BTLA (CD272) is identified as another inhibitory receptor that belongs to CD28 superfamily [113]. It is located on human chromosome 3 in q13.2 and encodes a 289-amino acid type I glycosylated transmembrane protein [25]. Similar to PD-1 and CTLA-4, the protein structure of BTLA includes a single extracellular region, a transmembrane domain and cytoplasmic domain.
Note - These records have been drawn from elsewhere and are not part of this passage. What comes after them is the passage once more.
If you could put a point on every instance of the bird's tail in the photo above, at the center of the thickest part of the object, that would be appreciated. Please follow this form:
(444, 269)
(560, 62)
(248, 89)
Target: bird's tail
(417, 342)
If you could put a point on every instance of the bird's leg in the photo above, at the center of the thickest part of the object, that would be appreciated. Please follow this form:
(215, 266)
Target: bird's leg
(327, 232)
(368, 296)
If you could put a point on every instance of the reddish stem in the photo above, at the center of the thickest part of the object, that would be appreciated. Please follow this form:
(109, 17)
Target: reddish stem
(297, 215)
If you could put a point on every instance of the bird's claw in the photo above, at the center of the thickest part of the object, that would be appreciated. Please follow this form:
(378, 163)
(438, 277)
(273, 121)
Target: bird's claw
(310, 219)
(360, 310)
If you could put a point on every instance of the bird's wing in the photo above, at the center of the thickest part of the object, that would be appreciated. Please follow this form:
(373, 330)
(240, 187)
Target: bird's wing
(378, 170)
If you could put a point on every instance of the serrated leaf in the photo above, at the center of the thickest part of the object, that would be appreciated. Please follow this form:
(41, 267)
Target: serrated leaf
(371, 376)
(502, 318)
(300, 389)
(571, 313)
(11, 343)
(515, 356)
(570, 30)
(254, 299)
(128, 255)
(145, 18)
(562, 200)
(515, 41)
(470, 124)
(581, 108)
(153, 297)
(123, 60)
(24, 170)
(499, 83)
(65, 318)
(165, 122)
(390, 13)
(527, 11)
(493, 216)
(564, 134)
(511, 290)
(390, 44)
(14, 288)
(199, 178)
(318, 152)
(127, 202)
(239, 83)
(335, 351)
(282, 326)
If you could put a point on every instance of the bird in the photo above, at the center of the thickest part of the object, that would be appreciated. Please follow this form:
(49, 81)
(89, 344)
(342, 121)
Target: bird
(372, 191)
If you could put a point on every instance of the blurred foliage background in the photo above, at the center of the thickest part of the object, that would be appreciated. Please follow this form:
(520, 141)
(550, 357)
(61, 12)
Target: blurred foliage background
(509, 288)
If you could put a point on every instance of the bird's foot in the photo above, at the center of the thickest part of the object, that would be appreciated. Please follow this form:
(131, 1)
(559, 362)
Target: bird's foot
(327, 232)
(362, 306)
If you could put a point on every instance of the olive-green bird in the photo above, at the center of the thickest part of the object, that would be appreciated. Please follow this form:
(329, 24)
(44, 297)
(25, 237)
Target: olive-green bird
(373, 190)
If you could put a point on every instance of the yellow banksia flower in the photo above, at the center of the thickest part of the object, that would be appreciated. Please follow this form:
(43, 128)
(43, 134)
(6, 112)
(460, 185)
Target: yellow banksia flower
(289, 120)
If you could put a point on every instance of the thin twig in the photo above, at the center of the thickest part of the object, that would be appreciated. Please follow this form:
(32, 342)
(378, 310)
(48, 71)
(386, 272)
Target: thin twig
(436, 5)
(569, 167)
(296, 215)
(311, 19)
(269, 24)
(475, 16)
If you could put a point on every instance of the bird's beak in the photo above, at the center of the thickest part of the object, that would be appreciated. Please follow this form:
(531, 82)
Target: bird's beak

The ITIM and ITSM within the cytoplasmic tail mediate a negative signaling to T cells by recruiting the SHP-1 and SHP-2 [129]. BTLA was expressed on mature lymphocytes (such as B cells, T cells, and Tregs), macrophages, and mature bone marrow-derived DCs [130]. Herpesvirus entry mediator (HVEM), a member of the tumor necrosis factor receptor superfamily (TNFRSF), was identified as the unique BTLA ligand in 2005 [131]. But BTLA was not the unique binding partner for HVEM, it competed with other two TNF family members, LIGHT and lymphotoxin-α, as well as IgSF member CD160 for binding to HVEM [132]. CD160 is another negative regulator of T cell while LIGHT is a costimulatory molecule [133, 134]. The ligation of BTLA with HVEM triggered the inhibition of T cell proliferation and cytokine production [131]. At present, there are no clinical trials opened for BTLA. But, in the past April, Junshi Biosciences announced that the world’s first anti-BTLA mAb, TAB004/JS004, have been approved for clinical trial by FDA [135].
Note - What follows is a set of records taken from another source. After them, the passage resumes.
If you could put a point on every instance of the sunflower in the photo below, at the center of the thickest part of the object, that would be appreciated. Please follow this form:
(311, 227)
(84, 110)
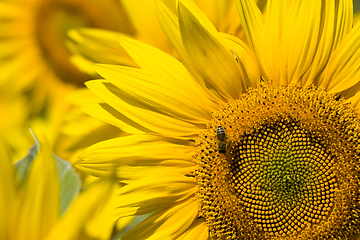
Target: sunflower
(34, 56)
(40, 199)
(89, 44)
(236, 141)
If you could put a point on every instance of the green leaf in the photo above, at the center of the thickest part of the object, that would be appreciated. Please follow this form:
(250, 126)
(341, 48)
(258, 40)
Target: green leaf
(69, 181)
(23, 165)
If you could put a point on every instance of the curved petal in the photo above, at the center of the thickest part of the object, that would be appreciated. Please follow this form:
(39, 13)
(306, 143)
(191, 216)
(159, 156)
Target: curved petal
(142, 151)
(166, 224)
(166, 94)
(140, 113)
(142, 15)
(38, 206)
(212, 59)
(343, 70)
(335, 24)
(245, 58)
(109, 115)
(170, 25)
(7, 190)
(89, 45)
(198, 230)
(153, 193)
(85, 215)
(252, 22)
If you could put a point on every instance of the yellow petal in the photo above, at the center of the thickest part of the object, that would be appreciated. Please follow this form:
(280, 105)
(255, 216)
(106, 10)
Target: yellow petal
(137, 151)
(170, 95)
(198, 230)
(165, 64)
(252, 22)
(212, 59)
(166, 224)
(38, 205)
(170, 25)
(109, 115)
(89, 46)
(343, 69)
(336, 21)
(85, 217)
(153, 193)
(139, 113)
(245, 58)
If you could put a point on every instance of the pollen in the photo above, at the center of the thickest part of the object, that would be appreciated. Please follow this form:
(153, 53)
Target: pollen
(290, 169)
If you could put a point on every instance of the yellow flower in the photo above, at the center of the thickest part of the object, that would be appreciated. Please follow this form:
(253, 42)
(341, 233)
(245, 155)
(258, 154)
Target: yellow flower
(88, 45)
(237, 142)
(34, 56)
(36, 199)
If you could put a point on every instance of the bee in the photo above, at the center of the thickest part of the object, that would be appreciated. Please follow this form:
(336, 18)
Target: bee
(221, 136)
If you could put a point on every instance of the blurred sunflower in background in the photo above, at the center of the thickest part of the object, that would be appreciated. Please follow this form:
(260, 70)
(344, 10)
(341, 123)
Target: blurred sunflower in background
(40, 198)
(253, 141)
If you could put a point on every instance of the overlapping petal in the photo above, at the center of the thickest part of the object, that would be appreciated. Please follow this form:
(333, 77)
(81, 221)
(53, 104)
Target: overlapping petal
(343, 69)
(137, 151)
(153, 193)
(140, 113)
(212, 59)
(169, 95)
(166, 224)
(36, 209)
(198, 230)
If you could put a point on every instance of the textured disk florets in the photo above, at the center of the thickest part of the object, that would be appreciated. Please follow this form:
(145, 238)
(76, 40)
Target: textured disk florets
(290, 170)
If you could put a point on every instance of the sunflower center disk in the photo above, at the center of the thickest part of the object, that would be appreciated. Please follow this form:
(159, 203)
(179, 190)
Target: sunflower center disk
(283, 178)
(290, 169)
A recent publication reported a new immune suppressor, sialic acid-binding immunoglobulin-like lectin 15 (Siglec-15) [136]. The team of Dr. Lieping Chen elegantly demonstrated the expression of Siglect-15 (mainly on cancer cells, macrophages, and myeloid cells) and the inhibitory role of Siglect-15 in regulation of T cell responses. More importantly, they revealed that both genetic ablation and antagonize antibody of Siglec-15 suppressed the growth of tumor in murine models [136]. Right now, a clinical trial lead by Chen’s group is recruiting to test the efficacy of NC318 (an anti-Siglec-15 mAb) in solid tumors (NCT03665285) [136, 137].

Conclusion

The success of CTLA-4 or PD-1/PD-L1 blockade catalyzed the enthusiasm for a new class of antibody that block negative immune checkpoint regulators for cancer therapy. The past two decades have witnessed the significant progress in identifying alternative targets and developing novel specific agents in treating cancer. As we described above, considerable immune checkpoints have been explored with some been chosen as novel therapeutic targets by pharmaceutical companies. Although the number of clinical trials about these emerging immune modulators, such as anti-LAG-3 antibody and anti-TIM-3 antibody, registered on ClinialTrial.gov has grown exponentially, no drugs entered the clinic up to date. There are still some puzzles to be solved, like identification of ligand for VISTA and B7-H3 which may be the key to fully understand their therapeutic potential. In addition, while the results of monotherapy treatments are compelling, more attempts should be made to design rational combinations of immune-therapeutics that target non-redundant pathways to achieve synergistic effects in inhibiting tumor growth. We are still in the early stage of understanding these new immune systems with the aim that more candidates’ agents can transform to clinical fields and achieve even greater success than that initially observed with CTLA-4 or PD-1 blockade.